失語症の方の気持ちを理解するために
失語症になると、言葉を話したり理解したりすることが難しくなります。
しかし、周囲の人にとっては見た目では分かりにくいため、
「何を考えているのか分からない」
「話しかけても反応が薄い」
と感じることもあるかもしれません。
その一方で、失語症のある方は多くの思いや不安、もどかしさを抱えながら生活しています。
ご家族が失語症の方の気持ちを理解しようとすることは、より良いコミュニケーションにつながります。

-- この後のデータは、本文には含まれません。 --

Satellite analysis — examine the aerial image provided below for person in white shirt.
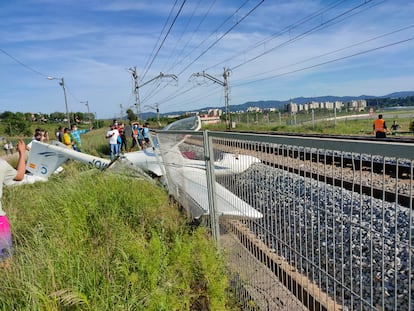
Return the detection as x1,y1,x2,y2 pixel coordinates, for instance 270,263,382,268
7,142,13,155
3,143,9,156
105,124,120,160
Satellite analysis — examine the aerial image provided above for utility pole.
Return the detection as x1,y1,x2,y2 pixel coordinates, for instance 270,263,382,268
190,68,231,130
145,103,161,127
128,67,140,121
47,76,70,128
80,101,91,128
128,68,177,122
223,68,230,129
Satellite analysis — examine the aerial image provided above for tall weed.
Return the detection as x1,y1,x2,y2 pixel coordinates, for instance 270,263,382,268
0,166,230,310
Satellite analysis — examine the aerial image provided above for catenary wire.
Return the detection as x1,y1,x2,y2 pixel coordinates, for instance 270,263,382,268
132,0,402,116
231,0,375,71
169,0,250,77
141,0,248,103
140,0,187,85
165,0,217,74
232,36,414,87
143,0,363,107
142,0,266,108
139,0,180,84
176,0,265,76
161,0,204,73
203,0,349,72
237,24,414,82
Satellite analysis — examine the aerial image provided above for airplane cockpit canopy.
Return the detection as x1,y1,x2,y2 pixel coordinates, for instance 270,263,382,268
162,116,201,131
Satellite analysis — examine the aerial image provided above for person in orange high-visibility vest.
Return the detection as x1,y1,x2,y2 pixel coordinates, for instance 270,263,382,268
373,114,388,138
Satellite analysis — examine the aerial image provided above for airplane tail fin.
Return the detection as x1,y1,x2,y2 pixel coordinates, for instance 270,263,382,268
26,141,69,179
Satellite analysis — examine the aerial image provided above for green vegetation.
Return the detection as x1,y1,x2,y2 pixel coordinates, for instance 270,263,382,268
0,166,231,310
0,131,235,309
1,107,413,309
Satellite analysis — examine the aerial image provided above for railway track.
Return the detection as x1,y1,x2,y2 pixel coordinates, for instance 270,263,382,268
170,131,414,309
183,132,414,208
231,131,414,179
230,131,414,142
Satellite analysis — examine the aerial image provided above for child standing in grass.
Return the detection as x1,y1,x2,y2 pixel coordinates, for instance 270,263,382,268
0,139,27,268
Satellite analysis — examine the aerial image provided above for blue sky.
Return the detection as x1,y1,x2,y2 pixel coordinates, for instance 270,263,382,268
1,0,413,119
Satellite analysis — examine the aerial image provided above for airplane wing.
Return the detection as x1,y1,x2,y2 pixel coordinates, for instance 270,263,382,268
24,118,262,219
182,153,261,176
121,147,163,177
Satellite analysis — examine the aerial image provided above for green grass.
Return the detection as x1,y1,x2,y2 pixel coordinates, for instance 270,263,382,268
1,110,413,309
0,160,233,310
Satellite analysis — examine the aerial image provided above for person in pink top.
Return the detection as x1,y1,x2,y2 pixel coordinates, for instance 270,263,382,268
0,139,27,268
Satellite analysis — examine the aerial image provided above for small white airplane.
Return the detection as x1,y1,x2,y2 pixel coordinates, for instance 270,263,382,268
25,116,263,219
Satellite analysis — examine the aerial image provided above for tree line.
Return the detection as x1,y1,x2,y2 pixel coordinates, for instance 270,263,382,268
366,96,414,107
0,111,97,136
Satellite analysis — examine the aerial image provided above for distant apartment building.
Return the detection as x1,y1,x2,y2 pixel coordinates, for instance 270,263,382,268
199,108,222,125
347,100,367,111
184,111,200,116
185,98,365,118
286,100,347,113
323,101,334,110
207,108,222,117
286,102,298,113
246,106,261,113
308,101,320,110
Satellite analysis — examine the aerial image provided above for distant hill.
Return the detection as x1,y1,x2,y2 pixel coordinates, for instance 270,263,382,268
233,91,414,111
141,91,414,120
380,91,414,99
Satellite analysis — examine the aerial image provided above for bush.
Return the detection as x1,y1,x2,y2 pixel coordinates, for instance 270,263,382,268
0,168,230,310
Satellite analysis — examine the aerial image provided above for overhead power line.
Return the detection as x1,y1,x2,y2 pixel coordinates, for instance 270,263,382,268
164,0,217,74
146,0,265,110
204,0,349,71
0,48,49,78
241,24,414,82
140,0,187,83
167,0,249,77
233,36,414,87
231,0,375,71
177,0,265,76
162,0,204,72
139,0,179,84
0,47,84,111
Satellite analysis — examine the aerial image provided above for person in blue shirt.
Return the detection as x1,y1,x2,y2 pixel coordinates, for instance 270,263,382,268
70,124,91,152
142,123,151,147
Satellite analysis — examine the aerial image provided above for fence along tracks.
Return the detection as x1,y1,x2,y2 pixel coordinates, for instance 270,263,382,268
203,133,414,208
181,132,414,310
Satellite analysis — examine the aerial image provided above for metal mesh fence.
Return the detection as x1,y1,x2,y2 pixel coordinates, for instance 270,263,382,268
156,130,414,311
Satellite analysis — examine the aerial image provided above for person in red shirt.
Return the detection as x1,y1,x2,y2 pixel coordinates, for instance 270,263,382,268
118,122,127,153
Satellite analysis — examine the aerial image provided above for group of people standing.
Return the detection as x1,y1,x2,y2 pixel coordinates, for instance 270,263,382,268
105,120,150,160
56,125,91,152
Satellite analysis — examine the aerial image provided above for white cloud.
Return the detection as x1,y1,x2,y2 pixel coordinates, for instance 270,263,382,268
0,0,413,117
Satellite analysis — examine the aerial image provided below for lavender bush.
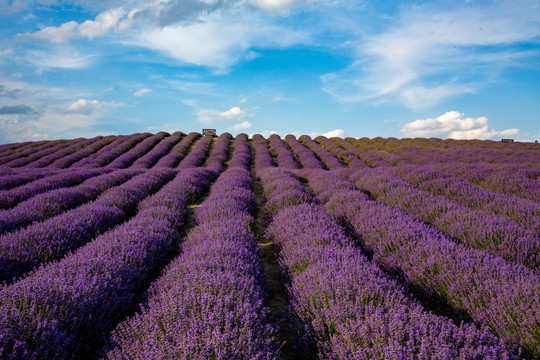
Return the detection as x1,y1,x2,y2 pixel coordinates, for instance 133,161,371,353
0,168,216,359
259,167,517,358
0,168,175,283
304,169,540,356
107,139,277,359
152,132,200,168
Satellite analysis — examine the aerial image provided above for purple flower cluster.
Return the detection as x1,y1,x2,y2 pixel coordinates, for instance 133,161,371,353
0,169,141,235
227,133,251,169
0,168,106,209
332,137,391,167
0,140,56,166
284,135,324,169
0,167,215,359
49,136,117,169
299,135,345,170
107,156,277,359
129,131,183,168
23,137,99,168
204,132,232,172
106,132,168,169
340,167,540,269
384,164,540,234
176,134,213,169
0,168,175,283
401,137,538,170
431,161,540,203
314,135,369,168
0,141,37,158
152,132,200,168
0,169,57,191
361,137,540,202
361,137,446,165
252,134,274,171
4,140,75,168
351,137,413,166
303,169,540,356
71,133,150,168
259,167,516,358
0,132,537,358
268,134,299,169
332,138,540,234
259,169,312,217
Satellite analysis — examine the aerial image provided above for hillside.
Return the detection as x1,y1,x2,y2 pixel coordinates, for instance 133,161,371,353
0,132,538,359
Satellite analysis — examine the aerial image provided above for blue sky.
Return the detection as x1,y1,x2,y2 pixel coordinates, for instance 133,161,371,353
0,0,539,144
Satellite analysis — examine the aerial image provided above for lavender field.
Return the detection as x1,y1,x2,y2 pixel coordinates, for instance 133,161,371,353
0,131,538,359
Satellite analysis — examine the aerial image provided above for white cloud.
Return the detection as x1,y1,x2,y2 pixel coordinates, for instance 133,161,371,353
28,7,125,43
270,96,287,102
317,129,345,138
20,2,309,73
66,99,123,114
117,9,139,32
252,0,297,11
197,106,252,124
220,106,247,120
134,88,151,96
28,49,94,71
229,120,252,130
128,9,309,72
79,7,126,39
0,78,123,144
399,83,478,109
239,94,248,103
401,111,519,140
0,106,112,144
321,2,540,108
31,21,79,43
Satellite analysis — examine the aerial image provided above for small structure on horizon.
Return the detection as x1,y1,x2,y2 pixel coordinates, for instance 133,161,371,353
501,139,514,143
202,129,216,136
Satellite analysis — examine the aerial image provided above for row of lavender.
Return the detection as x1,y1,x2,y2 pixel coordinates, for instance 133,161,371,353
343,137,540,202
0,132,538,358
0,131,226,284
0,132,239,358
107,134,278,358
252,136,520,358
1,132,537,208
298,136,540,269
1,131,537,175
276,134,539,356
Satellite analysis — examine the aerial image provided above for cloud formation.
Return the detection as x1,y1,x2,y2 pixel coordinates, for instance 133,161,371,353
66,99,123,114
134,88,151,96
28,8,126,43
229,120,252,130
28,50,94,71
130,9,308,72
401,111,519,140
0,105,106,144
318,128,345,138
22,1,309,73
322,1,540,108
251,0,297,11
197,106,252,123
188,104,254,131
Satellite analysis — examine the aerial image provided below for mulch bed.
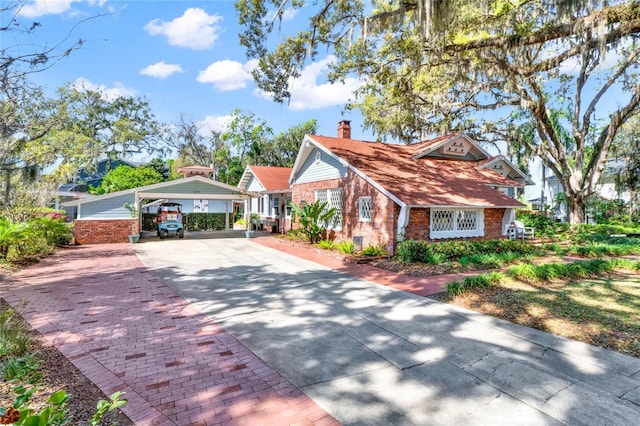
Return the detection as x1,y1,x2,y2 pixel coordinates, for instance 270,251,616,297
0,299,133,425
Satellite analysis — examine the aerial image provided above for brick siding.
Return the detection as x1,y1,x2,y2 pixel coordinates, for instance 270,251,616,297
292,173,508,248
404,207,506,242
74,219,139,244
292,171,398,248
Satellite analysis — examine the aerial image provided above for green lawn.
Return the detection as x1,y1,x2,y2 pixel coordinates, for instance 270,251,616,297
436,271,640,357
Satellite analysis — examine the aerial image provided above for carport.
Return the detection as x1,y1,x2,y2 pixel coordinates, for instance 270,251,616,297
62,176,259,244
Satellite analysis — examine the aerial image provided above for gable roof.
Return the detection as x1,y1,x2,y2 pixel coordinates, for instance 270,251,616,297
238,166,292,193
177,165,216,178
294,134,525,209
477,155,535,185
63,175,259,207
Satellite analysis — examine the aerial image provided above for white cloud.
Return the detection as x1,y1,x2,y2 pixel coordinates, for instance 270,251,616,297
265,7,299,23
198,115,233,135
256,56,363,110
144,8,223,50
140,61,184,79
18,0,106,17
72,77,136,101
19,0,78,17
197,59,258,92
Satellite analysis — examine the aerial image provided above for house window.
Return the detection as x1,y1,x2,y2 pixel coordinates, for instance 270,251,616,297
194,199,208,213
359,196,372,222
285,197,292,217
258,197,265,214
315,188,343,230
430,208,484,239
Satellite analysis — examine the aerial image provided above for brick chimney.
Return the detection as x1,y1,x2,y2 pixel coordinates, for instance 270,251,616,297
337,120,351,139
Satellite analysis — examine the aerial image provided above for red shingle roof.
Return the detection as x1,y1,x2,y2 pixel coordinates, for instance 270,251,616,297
309,135,524,208
248,166,292,192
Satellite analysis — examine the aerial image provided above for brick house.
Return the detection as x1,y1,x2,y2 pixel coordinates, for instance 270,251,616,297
238,165,293,233
289,121,529,249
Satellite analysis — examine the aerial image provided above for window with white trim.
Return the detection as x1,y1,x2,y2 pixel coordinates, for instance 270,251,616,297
193,199,208,213
315,188,343,230
430,208,484,239
359,196,372,222
258,197,265,215
285,197,292,218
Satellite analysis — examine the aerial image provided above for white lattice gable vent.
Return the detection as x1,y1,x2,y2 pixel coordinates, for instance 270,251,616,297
490,160,509,177
440,139,472,156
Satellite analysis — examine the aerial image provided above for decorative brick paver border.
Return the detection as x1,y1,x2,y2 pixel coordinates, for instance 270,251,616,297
1,244,338,426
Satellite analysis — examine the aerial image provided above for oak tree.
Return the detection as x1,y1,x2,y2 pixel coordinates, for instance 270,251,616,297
237,0,640,223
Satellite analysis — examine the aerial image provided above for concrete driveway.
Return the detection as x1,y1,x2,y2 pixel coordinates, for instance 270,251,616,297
134,237,640,425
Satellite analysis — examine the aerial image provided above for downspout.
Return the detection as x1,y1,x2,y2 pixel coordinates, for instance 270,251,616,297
396,204,410,242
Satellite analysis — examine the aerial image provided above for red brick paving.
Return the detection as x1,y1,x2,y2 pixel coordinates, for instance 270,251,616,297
1,244,339,426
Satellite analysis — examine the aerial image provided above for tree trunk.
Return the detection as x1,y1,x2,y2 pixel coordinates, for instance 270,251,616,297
566,194,587,224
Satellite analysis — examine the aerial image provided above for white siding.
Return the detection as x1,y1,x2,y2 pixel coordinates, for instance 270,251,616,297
163,199,228,213
247,175,265,192
293,148,347,184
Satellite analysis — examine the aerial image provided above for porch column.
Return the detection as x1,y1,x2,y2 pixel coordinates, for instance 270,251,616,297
225,200,230,230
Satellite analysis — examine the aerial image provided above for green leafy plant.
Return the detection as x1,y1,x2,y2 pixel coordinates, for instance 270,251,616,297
395,239,540,265
1,386,69,426
0,307,31,357
317,240,336,250
89,392,128,426
2,354,42,383
0,218,25,259
336,240,355,255
446,272,505,296
506,259,632,282
360,244,387,257
289,200,336,243
123,202,138,218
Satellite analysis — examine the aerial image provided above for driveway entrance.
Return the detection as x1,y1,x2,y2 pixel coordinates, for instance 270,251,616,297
133,238,640,425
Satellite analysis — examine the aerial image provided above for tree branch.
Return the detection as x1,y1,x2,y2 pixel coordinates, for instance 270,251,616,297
439,2,640,54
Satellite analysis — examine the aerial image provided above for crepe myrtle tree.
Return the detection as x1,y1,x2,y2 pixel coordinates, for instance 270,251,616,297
237,0,640,223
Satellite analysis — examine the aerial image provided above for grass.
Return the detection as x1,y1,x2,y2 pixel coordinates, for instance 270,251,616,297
437,263,640,357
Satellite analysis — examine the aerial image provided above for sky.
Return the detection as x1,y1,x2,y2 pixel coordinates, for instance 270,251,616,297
5,0,370,149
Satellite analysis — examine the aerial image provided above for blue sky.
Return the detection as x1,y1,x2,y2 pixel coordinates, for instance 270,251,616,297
7,0,369,145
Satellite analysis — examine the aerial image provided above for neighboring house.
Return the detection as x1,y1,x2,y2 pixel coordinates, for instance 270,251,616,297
238,165,293,233
527,158,631,222
75,158,138,189
289,121,528,249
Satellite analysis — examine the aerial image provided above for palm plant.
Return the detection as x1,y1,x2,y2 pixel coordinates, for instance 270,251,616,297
289,200,336,243
0,218,25,259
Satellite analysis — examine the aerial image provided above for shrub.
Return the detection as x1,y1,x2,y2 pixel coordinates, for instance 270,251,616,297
395,238,538,265
395,240,426,264
424,252,445,265
516,212,570,239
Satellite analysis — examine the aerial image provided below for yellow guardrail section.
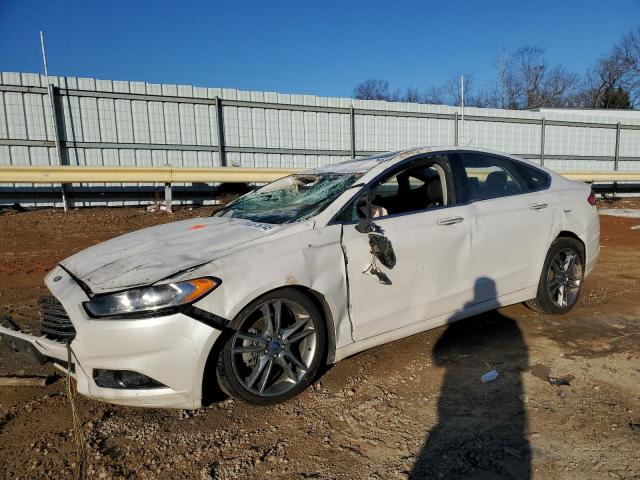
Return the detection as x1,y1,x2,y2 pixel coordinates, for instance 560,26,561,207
0,166,300,183
1,166,640,184
559,171,640,182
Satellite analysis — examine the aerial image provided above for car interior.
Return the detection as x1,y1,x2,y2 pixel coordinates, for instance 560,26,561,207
354,161,448,220
462,155,524,200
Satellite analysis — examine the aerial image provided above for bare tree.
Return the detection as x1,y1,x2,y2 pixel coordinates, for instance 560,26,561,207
569,27,639,108
576,46,629,107
403,87,422,103
353,79,394,101
503,46,578,109
422,85,446,105
617,27,640,106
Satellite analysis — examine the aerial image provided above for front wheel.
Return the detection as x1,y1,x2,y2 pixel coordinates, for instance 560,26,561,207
526,237,585,315
216,289,326,405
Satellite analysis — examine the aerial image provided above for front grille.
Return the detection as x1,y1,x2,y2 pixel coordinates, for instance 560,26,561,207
39,296,76,342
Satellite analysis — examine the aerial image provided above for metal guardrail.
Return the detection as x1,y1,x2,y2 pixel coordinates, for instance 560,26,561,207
1,166,639,212
2,165,640,183
0,166,297,184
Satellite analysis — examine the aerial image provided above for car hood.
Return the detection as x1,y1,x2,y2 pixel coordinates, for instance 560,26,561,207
59,216,286,294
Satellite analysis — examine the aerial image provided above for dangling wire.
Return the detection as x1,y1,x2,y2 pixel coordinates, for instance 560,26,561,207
66,342,86,480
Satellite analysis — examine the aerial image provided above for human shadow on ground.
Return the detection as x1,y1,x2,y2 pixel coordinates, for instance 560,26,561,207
410,278,531,479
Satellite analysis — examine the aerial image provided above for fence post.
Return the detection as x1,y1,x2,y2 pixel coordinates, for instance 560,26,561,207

この記事では、失語症の方がどのような気持ちを抱えているのかについて考えてみたいと思います。
「言いたいのに言えない」もどかしさ
失語症の方が最も強く感じることの一つが、
「言いたいことがあるのに言葉にならない」
というもどかしさです。
例えば、
・家族に伝えたいことがある
・困っていることを説明したい
・感謝の気持ちを伝えたい
と思っていても、言葉が出てこないことがあります。
頭の中では分かっているのに、口から出てこない。
この状態は、多くの方が想像する以上につらいものです。
「分かってもらえない」つらさ
一生懸命話しているのに、
「何を言っているか分からない」
と言われたり、何度も聞き返されたりすると、自信を失ってしまうことがあります。
本人は伝えようと努力しています。
それでもうまく伝わらない経験が続くと、
「話しても無駄だ」
「どうせ分かってもらえない」
と感じてしまうことがあります。
その結果、自分から話すことを諦めてしまう方もいます。
「自分だけ取り残されたような感覚」
家族や友人が楽しそうに会話していても、その内容についていけないことがあります。
会話のスピードが速かったり、話題が次々と変わったりすると理解が難しくなることがあります。
周囲は普通に会話しているだけでも、本人は
「自分だけ仲間に入れない」
「置いていかれている」
と感じることがあります。
これは大きな孤独感につながります。
「以前の自分との違い」に苦しむこともある
失語症になる前は普通に話せていた方がほとんどです。
だからこそ、
「以前はできていたのに」
「こんなはずではなかった」
という思いを抱えることがあります。
特に発症直後は、
・仕事ができなくなった
・友人との会話が難しくなった
・家族とのやり取りが変わった
など、多くの変化を経験します。
失語症だけでなく、その後の人生の変化にも向き合わなければならないのです。
イライラや怒りが出ることもある
失語症の方の中には、怒りっぽくなったように見える方もいます。
しかし、その背景には、
・伝わらないもどかしさ
・理解してもらえない苦しさ
・将来への不安
が隠れていることがあります。
決して性格が変わったわけではありません。
言葉で表現できない感情が、イライラとして表れている場合もあります。
本当は会話をしたいと思っている
失語症になると会話を避けるようになる方もいます。
そのため、
「話したくないのかな」
と思われることがあります。
しかし実際には、
「話したいけれど話せない」
「失敗するのが怖い」
という気持ちを抱えていることが少なくありません。
会話を諦めたように見えても、心の中では人とのつながりを求めていることがあります。
家族にできること
失語症の方の気持ちを完全に理解することは簡単ではありません。
それでも、
・最後まで話を聞く
・急かさない
・間違いを責めない
・できたことを認める
・本人の意見を確認する
といった関わり方は大きな支えになります。
特別な技術よりも、
「分かろうとする姿勢」
が何より大切です。
まとめ
失語症の方は、
・言いたいのに言えない
・分かってもらえない
・孤独を感じる
・以前の自分との違いに苦しむ
といったさまざまな思いを抱えています。
一方で、人と関わりたい気持ちや、自分らしく生きたいという思いは失われていません。
ご家族が失語症の症状だけでなく、その背景にある気持ちにも目を向けることで、
より良いコミュニケーションにつながります。
「うまく話せるか」ではなく、「気持ちを伝え合えるか」を大切にしながら関わっていくことが重要です。